Kopylenko, Aleksandr

Kopylenko, Aleksandr Ivanovich

 

Born July 19 (Aug. 1), 1900, in Konstantinograd, present-day Krasnograd, Kharkov Oblast; died Dec. 1, 1958, in Kiev. Soviet Ukrainian writer. Member of the CPSU from 1950. Son of a railroad man.

Kopylenko studied in the department of biology at the Kharkov Institute of People’s Education from 1920 to 1925. His works were first published in 1920. In the 1920’s he published the collections of short stories Kara-Krucha (1923) and In the Name of the Ukrainian People (1924) and the novella Wild Hops (1925), where the events of the Civil War of 1918–20 and the new life in the village are depicted in the spirit of revolutionary romanticism.

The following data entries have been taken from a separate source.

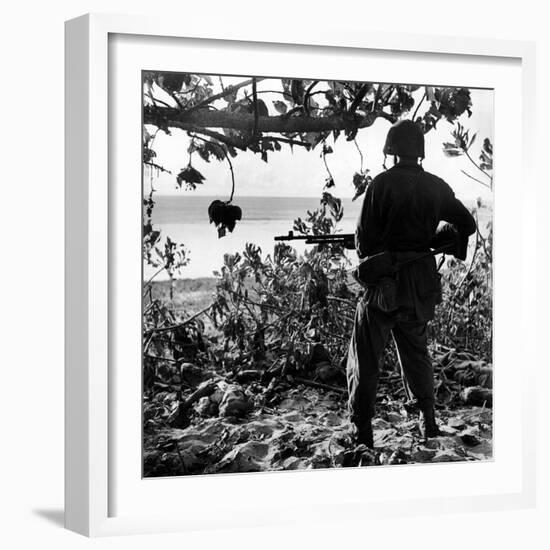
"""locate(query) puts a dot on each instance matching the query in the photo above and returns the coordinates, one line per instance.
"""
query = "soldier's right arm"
(367, 224)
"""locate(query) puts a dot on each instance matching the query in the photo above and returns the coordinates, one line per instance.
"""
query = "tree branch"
(222, 94)
(199, 121)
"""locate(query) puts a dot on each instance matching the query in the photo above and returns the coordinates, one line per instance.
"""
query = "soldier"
(401, 211)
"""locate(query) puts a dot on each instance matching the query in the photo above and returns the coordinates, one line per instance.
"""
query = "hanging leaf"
(280, 107)
(224, 216)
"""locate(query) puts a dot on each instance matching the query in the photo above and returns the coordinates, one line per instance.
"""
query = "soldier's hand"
(349, 243)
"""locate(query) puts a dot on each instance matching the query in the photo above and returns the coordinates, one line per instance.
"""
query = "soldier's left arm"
(454, 212)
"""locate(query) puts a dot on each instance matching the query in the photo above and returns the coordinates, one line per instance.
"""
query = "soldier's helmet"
(405, 139)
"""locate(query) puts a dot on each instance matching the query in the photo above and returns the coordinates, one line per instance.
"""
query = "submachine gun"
(347, 240)
(372, 269)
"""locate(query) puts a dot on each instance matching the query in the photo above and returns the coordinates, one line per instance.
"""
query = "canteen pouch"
(383, 296)
(378, 274)
(373, 268)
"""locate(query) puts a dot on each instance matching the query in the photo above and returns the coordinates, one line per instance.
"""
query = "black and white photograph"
(317, 273)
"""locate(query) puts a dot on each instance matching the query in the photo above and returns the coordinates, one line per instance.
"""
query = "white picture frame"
(92, 224)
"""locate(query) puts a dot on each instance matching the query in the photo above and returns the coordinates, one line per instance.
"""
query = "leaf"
(329, 182)
(280, 107)
(190, 176)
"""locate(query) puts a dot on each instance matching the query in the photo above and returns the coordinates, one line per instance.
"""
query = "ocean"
(184, 218)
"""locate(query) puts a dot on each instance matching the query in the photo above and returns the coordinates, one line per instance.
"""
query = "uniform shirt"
(401, 211)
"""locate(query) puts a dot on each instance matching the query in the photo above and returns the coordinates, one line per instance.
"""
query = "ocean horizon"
(184, 218)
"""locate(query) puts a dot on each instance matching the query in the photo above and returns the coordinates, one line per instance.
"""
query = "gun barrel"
(312, 239)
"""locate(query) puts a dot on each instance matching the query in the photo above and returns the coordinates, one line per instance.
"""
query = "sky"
(302, 173)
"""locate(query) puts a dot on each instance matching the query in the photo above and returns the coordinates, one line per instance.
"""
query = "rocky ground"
(251, 428)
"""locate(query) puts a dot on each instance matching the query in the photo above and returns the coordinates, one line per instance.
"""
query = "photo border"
(87, 254)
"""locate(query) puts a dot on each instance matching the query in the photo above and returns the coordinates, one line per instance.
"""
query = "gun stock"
(317, 239)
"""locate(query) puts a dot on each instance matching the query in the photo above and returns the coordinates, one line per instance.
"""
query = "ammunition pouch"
(372, 269)
(378, 274)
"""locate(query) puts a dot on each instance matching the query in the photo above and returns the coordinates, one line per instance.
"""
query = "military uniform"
(401, 212)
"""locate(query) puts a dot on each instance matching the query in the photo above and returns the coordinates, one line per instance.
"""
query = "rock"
(398, 457)
(331, 419)
(381, 435)
(476, 395)
(234, 402)
(447, 455)
(456, 423)
(423, 455)
(291, 463)
(395, 418)
(447, 430)
(206, 407)
(327, 454)
(191, 375)
(296, 403)
(251, 456)
(470, 439)
(379, 424)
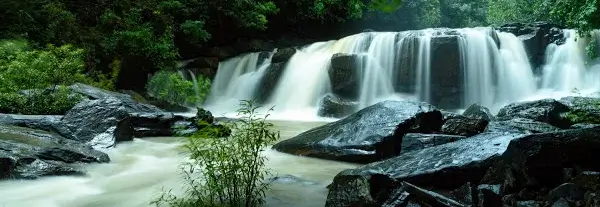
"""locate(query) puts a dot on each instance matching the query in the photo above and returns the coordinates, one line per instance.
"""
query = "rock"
(373, 133)
(478, 112)
(49, 123)
(545, 110)
(538, 160)
(569, 191)
(464, 126)
(415, 142)
(344, 74)
(588, 180)
(536, 38)
(520, 125)
(99, 122)
(153, 124)
(30, 154)
(336, 107)
(269, 81)
(447, 166)
(583, 110)
(283, 55)
(489, 195)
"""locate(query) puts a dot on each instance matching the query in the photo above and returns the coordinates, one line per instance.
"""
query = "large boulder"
(479, 112)
(520, 125)
(546, 110)
(373, 133)
(536, 38)
(344, 73)
(336, 107)
(447, 166)
(103, 122)
(30, 154)
(464, 126)
(507, 169)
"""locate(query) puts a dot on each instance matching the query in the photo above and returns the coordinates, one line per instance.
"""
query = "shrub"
(226, 171)
(171, 87)
(39, 101)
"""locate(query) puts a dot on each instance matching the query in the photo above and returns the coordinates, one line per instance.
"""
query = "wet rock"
(478, 112)
(42, 122)
(99, 122)
(583, 110)
(269, 81)
(153, 124)
(520, 125)
(538, 160)
(569, 191)
(464, 126)
(29, 154)
(588, 180)
(283, 55)
(344, 75)
(446, 166)
(336, 107)
(415, 142)
(545, 110)
(489, 195)
(371, 134)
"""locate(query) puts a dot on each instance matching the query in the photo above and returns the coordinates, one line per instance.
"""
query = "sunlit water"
(140, 169)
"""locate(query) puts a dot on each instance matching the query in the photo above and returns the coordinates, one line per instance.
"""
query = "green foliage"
(34, 102)
(171, 87)
(227, 171)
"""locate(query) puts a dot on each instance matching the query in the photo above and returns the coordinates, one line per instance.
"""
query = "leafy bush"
(171, 87)
(226, 171)
(31, 102)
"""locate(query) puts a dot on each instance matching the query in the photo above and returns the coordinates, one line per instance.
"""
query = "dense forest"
(117, 44)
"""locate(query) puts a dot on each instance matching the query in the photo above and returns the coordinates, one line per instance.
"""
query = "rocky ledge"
(536, 153)
(32, 146)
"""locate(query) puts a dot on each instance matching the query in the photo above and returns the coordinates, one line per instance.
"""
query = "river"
(139, 170)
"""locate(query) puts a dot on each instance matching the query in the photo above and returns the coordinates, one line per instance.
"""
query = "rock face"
(479, 112)
(491, 169)
(546, 110)
(30, 154)
(102, 122)
(336, 107)
(344, 74)
(372, 134)
(536, 37)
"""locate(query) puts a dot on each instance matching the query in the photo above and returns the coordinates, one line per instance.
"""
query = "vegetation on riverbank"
(226, 171)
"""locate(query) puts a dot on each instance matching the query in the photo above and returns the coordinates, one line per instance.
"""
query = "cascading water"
(492, 69)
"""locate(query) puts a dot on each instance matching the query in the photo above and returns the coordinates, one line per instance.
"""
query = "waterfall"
(451, 68)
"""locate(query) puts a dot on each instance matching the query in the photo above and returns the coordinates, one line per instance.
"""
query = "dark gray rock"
(371, 134)
(520, 125)
(415, 142)
(446, 166)
(345, 75)
(29, 154)
(336, 107)
(478, 112)
(464, 126)
(99, 122)
(283, 55)
(538, 160)
(546, 110)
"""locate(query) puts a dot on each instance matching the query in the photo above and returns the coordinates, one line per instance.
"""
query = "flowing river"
(139, 170)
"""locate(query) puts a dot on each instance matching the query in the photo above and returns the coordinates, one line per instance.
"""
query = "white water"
(140, 169)
(492, 76)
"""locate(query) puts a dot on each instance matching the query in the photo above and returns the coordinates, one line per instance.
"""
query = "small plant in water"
(226, 171)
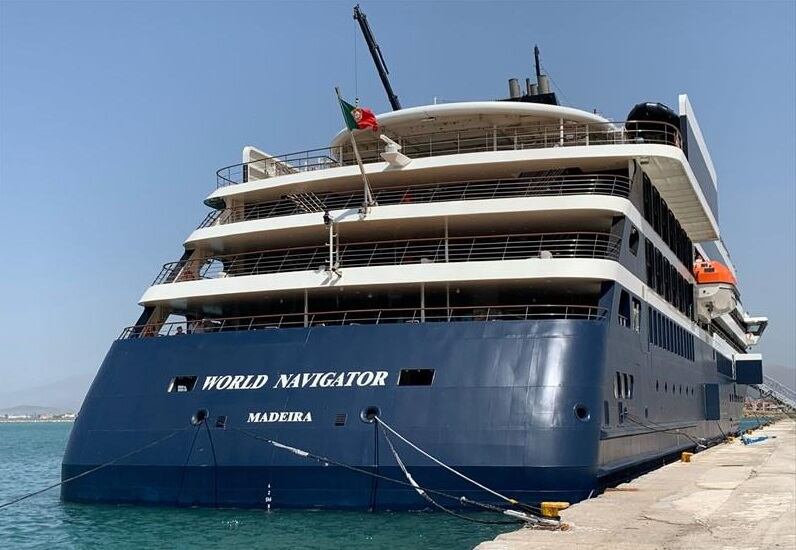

Kopylenko turned to realism in the novel A City Is Born (1932; Russian translation, 1935), which deals with socialist construction, in the popular novels for young people Very Good (1936) and The Tenth Grades (1938), and in a number of children’s books. His postwar novels include The Lieutenants (1947; Russian translation, 1951) and The Earth Is Big (1957; Russian translation, 1962), both of which deal with the people in the kolkhoz village. Kopylenko’s works have been translated into foreign languages.

WORKS

Tvory, vols. 1–4. Kiev, 1961–62.
In Russian translation:
Lezviia. (Introduction by A. I. Beletskii.) Kharkov, 1927.

REFERENCES

Svider, P. I. Oleksandr Kopylenko. Kiev, 1962.
Kylymnyk, O. V. Oleksandr Kopylenko (1900–1958). Kiev, 1962.
Pro Oleksandra Kopylenka: Spohady. Kiev, 1971.